URL Obfuscation: Attackers make use of benign redirect services such as Bing, LinkedIn, and Google AMP to disguise malicious destinations. These services are frequently whitelisted by security systems, reducing the chances of detection. QR codes are another common tactic—encouraging recipients to scan with their phones, effectively bypassing most email and browser-based security filters. Some attacks go further by asking recipients to call phone numbers, removing any digital trail that can be automatically analysed.

Static Analysis Evasion: Many security systems perform static analysis on attachments. However, attackers use annotations, obfuscation, and encoding techniques that confuse these systems. By exploiting inconsistencies in how different PDF readers interpret annotations, attackers can hide links and commands in ways that automated tools fail to identify.

File Obscurement: PDFs allow for various layers of encryption, filtering, and indirect referencing. These features, though legitimate, are manipulated to conceal malicious payloads. While some readers may mark such files as corrupt, most mainstream PDF software is built to prioritise usability and still opens them—allowing the attack to proceed.

Machine Learning Bypass Methods: As machine learning becomes a standard feature in cyber defence, attackers develop evasion methods such as embedding text in images. This forces systems to use Optical Character Recognition (OCR), which may misread or miss key indicators. Other methods include using altered or degraded images and inserting hidden text in formats that deceive Natural Language Processing (NLP) models.

Why detection is failing

Check Point Research highlights that even well-established security platforms are failing to detect these new threats. In fact, they report that many of these attacks have evaded all detection by VirusTotal over the past year. This indicates a need for a new approach to threat analysis—one that does not solely rely on static methods or reputation databases.

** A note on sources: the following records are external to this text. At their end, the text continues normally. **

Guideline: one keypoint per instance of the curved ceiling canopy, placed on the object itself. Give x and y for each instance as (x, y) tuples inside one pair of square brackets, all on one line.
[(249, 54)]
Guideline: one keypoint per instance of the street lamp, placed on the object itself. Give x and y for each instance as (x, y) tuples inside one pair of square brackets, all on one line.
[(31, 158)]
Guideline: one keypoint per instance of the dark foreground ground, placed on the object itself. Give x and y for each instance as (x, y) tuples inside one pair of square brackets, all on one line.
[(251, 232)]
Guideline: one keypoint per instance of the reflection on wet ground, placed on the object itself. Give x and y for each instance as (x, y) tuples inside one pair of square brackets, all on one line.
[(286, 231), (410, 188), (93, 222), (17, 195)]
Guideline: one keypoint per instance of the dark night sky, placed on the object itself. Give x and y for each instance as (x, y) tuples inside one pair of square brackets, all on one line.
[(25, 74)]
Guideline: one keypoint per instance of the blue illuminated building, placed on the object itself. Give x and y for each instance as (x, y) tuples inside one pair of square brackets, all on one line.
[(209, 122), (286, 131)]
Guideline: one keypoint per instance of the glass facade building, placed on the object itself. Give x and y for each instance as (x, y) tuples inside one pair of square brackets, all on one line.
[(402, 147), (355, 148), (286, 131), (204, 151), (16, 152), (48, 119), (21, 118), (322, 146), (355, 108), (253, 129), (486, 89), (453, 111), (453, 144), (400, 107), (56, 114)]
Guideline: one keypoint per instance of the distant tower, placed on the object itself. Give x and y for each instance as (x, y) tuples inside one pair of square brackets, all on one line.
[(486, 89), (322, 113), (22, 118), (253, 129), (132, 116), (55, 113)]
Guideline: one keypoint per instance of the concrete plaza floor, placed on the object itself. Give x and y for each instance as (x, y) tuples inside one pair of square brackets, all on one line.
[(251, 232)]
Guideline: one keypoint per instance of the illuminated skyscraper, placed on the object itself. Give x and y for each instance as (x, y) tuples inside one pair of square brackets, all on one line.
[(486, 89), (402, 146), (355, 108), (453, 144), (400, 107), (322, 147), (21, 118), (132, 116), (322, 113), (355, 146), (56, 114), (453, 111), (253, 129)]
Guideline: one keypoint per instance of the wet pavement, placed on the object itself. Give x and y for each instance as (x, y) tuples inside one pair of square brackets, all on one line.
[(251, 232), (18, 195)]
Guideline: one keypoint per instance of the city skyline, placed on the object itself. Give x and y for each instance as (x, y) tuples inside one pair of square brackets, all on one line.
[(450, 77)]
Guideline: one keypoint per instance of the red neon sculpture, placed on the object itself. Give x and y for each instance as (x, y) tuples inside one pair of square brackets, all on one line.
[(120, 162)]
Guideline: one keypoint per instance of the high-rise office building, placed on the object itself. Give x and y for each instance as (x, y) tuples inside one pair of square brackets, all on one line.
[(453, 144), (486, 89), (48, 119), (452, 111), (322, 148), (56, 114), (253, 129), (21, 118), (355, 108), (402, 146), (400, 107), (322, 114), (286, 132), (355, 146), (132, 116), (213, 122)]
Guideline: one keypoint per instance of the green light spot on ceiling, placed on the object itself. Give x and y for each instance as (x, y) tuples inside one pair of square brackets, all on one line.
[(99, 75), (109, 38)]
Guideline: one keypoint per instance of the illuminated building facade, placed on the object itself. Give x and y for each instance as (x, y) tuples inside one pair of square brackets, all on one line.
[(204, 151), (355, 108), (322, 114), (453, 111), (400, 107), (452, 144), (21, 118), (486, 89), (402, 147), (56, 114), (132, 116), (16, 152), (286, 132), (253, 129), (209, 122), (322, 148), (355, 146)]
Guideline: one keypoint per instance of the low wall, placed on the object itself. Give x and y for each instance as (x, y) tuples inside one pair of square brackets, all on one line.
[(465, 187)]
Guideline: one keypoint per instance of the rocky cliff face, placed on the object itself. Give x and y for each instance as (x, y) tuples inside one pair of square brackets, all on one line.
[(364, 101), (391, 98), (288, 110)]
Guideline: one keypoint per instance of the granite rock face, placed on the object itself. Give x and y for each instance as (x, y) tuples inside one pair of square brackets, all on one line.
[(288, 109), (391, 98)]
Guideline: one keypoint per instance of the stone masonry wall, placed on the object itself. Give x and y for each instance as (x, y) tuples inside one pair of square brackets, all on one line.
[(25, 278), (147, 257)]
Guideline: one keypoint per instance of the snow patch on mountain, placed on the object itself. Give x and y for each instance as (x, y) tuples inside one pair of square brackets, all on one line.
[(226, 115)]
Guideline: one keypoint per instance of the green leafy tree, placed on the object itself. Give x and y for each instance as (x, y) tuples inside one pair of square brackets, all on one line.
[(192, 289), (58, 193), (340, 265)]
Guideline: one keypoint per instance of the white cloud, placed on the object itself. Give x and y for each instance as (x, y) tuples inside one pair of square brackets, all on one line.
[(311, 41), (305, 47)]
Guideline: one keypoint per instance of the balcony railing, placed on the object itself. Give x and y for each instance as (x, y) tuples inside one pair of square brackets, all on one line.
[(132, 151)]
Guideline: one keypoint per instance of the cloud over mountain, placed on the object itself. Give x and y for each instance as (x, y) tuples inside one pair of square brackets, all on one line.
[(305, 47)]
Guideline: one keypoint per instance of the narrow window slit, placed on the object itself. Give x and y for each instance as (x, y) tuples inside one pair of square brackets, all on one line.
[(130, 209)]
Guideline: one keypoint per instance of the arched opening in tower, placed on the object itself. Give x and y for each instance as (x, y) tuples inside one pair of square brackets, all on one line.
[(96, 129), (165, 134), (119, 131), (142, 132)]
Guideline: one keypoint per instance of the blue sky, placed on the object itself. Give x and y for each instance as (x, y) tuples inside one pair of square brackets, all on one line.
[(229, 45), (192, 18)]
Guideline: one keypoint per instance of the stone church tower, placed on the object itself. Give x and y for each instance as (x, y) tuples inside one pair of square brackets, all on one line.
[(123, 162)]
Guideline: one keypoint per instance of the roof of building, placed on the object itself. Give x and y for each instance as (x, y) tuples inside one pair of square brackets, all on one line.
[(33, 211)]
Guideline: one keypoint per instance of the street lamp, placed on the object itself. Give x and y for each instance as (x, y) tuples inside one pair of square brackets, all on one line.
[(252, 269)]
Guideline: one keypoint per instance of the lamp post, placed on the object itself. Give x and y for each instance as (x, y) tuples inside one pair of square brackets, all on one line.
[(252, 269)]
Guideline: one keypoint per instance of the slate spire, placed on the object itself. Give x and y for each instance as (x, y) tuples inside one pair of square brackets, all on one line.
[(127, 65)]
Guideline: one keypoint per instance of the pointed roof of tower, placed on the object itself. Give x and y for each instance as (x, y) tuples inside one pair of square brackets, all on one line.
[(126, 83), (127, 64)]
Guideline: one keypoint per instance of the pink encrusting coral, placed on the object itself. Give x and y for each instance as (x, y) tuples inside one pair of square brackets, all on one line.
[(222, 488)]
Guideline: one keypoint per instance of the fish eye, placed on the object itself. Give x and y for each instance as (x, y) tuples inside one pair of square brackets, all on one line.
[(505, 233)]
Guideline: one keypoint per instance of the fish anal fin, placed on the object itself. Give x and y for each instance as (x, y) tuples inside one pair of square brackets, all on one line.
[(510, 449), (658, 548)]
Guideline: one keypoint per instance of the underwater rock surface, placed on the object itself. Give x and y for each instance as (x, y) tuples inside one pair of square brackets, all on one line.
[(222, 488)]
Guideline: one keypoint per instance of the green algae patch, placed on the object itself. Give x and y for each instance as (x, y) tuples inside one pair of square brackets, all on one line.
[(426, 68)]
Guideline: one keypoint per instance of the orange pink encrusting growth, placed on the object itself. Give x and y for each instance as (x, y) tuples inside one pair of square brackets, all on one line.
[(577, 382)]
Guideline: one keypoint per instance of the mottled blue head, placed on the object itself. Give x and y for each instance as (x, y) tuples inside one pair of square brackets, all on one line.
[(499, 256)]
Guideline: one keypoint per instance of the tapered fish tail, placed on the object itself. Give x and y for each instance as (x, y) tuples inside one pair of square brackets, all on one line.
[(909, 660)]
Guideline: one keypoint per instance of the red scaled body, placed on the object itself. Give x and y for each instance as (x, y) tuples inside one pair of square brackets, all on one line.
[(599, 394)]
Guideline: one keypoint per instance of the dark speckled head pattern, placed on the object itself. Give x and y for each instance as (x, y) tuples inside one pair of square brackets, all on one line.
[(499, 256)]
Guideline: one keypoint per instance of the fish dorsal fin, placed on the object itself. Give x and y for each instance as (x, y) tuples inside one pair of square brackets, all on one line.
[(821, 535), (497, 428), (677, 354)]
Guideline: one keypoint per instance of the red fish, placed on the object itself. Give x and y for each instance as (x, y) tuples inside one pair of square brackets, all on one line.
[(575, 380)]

Protection and mitigation strategies

To combat these rising threats, organisations and individuals can implement the following preventive measures:

• Verify the source of every PDF attachment, even if the file appears legitimate.
• Avoid opening unexpected documents, particularly those requesting actions like clicking links, scanning codes, or calling numbers.
• Hover over links before clicking to reveal the full URL, watching out for suspicious redirects or shortened links.
• Use secure PDF viewers, preferably browsers or trusted readers with built-in security features.
• Disable JavaScript functionality in PDF viewers unless it is explicitly needed.
• Regularly update all systems and security tools to patch vulnerabilities that may be exploited.
• Remain cautious of documents with poor formatting, typos, or suspicious requests for personal information.